My friend’s enthusiasm was undeterred. “What’s the red stuff, pomegranate juice? I can’t figure out where you concealed it.”

“No, actually I was going to ask you about that.”

“What?”

I held my arm up and showed Joshua where I had slashed my own wrist (the source of blood for the show). I had been holding it against my leg and as soon as I removed the pressure the blood started spurting again. I sat down hard on the sandstone and my vision began to tunnel down to a pinpoint. “I was hoping you could help me out with this,” I said before I fainted.

“You need to work on that part of the trick,” Joshua said when I came to. “I might not always be around to fix your wrist.” He was speaking Hebrew—that meant for my ears only.

I saw Joshua kneeling above me, then beyond him the sky was blotted out by curious brown faces. The recently murdered Nagesh was in the front of the crowd. “Hey, Nagesh, how’d the rebirth go?” I asked in Sanskrit.

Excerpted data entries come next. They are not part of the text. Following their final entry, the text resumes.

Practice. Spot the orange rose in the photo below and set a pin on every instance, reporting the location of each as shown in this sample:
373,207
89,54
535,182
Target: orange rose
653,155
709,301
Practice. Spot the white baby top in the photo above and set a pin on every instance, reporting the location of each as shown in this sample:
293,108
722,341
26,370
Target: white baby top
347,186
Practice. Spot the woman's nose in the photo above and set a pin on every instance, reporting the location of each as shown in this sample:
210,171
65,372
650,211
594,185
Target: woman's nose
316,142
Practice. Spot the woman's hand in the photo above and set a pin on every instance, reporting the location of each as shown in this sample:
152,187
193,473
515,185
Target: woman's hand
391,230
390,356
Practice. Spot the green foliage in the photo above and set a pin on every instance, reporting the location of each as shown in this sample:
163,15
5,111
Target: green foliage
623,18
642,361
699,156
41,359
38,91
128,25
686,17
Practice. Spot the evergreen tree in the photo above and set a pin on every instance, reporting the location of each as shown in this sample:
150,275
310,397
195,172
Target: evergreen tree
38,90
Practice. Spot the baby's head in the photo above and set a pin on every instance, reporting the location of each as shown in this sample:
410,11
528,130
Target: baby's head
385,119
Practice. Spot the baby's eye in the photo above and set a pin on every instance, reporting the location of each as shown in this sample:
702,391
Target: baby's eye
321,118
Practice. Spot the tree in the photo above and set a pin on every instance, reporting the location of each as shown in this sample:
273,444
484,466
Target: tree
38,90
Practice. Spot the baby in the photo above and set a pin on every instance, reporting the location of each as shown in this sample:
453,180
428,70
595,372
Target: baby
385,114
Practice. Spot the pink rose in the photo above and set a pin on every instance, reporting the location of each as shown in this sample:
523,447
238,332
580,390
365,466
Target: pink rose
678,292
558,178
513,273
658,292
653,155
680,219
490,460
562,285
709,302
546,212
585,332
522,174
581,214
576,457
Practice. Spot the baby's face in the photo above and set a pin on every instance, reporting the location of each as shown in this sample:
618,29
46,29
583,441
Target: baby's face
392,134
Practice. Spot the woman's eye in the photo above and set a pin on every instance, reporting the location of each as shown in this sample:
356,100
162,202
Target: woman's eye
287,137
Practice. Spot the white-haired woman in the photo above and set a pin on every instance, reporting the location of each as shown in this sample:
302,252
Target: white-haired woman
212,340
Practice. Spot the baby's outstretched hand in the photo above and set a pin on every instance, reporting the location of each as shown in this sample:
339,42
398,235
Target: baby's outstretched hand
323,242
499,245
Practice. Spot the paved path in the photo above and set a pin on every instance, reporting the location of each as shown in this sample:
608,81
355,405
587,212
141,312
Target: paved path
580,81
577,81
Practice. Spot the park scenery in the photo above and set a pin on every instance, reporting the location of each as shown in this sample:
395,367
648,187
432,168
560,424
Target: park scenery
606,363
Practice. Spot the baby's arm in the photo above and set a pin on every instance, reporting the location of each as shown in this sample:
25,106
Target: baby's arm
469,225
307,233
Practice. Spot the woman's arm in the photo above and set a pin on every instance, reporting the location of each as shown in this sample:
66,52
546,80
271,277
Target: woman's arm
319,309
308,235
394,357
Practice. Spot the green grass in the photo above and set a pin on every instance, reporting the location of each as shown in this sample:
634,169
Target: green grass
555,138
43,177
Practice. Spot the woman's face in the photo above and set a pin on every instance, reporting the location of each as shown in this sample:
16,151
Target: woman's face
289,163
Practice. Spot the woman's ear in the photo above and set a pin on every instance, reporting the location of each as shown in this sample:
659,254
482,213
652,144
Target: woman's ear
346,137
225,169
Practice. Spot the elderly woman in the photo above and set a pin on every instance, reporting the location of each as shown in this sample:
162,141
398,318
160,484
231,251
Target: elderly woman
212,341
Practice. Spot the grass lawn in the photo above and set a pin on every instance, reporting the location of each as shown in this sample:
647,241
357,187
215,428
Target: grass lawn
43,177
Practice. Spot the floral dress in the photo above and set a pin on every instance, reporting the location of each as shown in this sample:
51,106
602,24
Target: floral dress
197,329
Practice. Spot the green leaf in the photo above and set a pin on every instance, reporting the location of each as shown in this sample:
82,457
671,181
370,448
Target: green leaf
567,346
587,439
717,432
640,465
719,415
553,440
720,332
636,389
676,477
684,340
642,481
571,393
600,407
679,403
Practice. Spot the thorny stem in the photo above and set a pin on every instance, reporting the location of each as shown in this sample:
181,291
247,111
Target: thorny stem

“I must have strayed from my dharma in my last life,” Nagesh said. “I have been reincarnated, once again, as an Untouchable. And I have the same ugly wife.”

“You challenged master Levi who is called Biff,” I said, “of course you didn’t move up. You’re lucky you’re not a stink bug or something. See, destruction isn’t the big favor you all thought it was.”

“We brought the things you asked for.”

I hopped to my feet feeling incredibly rested and energized. “Nice,” I said to Joshua. “I feel like I just had one of those strong coffees you used to make at Balthasar’s.”

“I miss coffee,” said Josh.

I looked at Nagesh, “I don’t suppose you…”

“We have swill.”

“Never mind,” I said. Then I said one of those things that as a boy growing up in Galilee, you never think you’ll hear yourself say: “Okay, Untouchables, bring me the sheep bladders!”

Rumi said that the goddess Kali was served by a host of black-skinned female demons, who sometimes during the feast would bring men to corners of the altar and copulate with them as blood rained down from the goddess’s saw-tooth maw above.

“Okay, Josh, you’re one of them,” I said.

“What are you gonna be?”

“The goddess Kali, of course. You got to be God last time.”

“What last time?”

“All of the last times.” I turned to my intrepid minions. “Untouchables, paint him up!”

“They’re not going to buy that a burr-headed Jewish kid is their goddess of destruction.”

“O ye of little faith,” I said.

Three hours later we were again crouched beneath a tree near the temple of Kali. We were both dressed as women, covered from head to toe by our saris, but I was looking much lumpier under mine due to Kali’s extra arms and garland of severed heads, played tonight by painted sheep bladders filled with explosives and suspended around my neck by long strands of elephant tail hair. Any observers who might get close enough to notice my protrusions were quickly deterred by the smell coming off of Joshua and me. We had used the goo from the bottom of Rumi’s pit to paint our bodies black. I didn’t have the courage to ask what the substance had been in life, but if there was a place where they allowed vultures to ripen in the sun before pounding them into a smooth paste and mixing it with just the right amount of buffalo squat, then Rumi called it home. The Untouchables had also painted huge red rings around Joshua’s eyes, fitted him with a ropey wig of oxtails, and affixed to his torso six pert little breasts fashioned from pitch.